As you can see, deterministic block operations (duplication, splicing) are not attempted in an exhaustive fashion; this is because they generally require quadratic time (or worse) - so while their yields may be good for very short inputs, they degrade very quickly.

Well, that's it! If you ever decide to try out afl, you can watch these and other cool stats on your screen in real time.


  1. was wondering if you could clarify a couple of things about the mutation techniques. thank you and appreciate your help.

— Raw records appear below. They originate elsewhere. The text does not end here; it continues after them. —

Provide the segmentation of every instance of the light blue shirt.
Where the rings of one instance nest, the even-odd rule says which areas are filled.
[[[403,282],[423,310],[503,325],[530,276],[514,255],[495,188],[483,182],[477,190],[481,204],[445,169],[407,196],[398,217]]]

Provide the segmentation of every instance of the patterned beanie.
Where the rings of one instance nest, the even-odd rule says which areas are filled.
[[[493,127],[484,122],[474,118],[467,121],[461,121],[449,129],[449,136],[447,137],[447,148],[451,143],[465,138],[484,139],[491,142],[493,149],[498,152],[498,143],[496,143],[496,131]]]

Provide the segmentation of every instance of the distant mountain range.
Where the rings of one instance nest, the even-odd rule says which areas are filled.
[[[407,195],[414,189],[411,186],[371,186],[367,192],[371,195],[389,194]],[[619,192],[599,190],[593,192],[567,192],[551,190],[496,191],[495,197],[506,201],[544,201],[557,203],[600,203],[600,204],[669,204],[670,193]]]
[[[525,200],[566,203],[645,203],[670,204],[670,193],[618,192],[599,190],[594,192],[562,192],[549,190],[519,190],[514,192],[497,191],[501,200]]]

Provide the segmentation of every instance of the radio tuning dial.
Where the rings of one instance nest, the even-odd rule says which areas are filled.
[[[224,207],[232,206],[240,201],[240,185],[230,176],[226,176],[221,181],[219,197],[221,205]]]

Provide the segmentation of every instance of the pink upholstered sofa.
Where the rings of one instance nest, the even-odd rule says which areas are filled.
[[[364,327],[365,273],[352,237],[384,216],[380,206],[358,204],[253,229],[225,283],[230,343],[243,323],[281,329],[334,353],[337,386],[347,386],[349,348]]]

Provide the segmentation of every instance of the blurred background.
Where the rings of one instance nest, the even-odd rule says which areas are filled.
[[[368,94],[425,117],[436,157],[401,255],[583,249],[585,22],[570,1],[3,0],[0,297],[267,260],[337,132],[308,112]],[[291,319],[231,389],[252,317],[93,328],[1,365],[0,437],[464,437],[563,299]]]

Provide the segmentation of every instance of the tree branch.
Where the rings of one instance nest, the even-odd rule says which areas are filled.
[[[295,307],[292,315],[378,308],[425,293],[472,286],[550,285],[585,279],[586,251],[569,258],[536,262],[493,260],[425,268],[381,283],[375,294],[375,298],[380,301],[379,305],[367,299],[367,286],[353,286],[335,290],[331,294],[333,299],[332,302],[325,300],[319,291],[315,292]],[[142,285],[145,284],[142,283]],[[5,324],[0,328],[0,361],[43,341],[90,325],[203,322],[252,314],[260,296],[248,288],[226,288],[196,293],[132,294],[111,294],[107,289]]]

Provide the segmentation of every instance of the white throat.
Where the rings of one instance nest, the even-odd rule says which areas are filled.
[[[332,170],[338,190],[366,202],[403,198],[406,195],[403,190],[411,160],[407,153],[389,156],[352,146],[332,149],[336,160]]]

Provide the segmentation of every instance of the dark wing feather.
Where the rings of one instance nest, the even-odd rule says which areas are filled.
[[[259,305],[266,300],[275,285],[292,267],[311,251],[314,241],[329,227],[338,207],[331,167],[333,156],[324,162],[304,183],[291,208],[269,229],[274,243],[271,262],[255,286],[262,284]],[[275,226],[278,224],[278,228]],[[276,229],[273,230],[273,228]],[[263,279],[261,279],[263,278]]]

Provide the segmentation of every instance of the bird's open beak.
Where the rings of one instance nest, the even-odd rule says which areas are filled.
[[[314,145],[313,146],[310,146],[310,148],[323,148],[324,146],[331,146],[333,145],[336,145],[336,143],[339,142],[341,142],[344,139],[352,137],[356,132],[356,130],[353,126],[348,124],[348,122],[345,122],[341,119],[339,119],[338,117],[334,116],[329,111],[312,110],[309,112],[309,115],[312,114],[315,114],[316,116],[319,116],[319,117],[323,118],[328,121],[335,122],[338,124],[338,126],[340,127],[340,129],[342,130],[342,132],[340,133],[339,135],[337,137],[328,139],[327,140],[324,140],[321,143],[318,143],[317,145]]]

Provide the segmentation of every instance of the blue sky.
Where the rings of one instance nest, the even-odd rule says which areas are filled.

    in regards to the "Known integers”, "Simple arithmetics”, "Stacked tweaks” specifically "Block deletion, Block duplication via overwrite or insertion, Block memset”; i was wondering do your fuzzing technique depend on grammar based fuzzing like you identify the interesting ints, and blocks from the targeted file spec or you mutate the file at random locations??

  2. This comment has been removed by the author.

  3. BTW you could output these perf results for fuzzing to a file in a nicely laid-out format and include a script that can be used to upload to e.g. your server. Worst case, people get nicely laid-out data about which was more useful. Best case, you get anonymous feedback.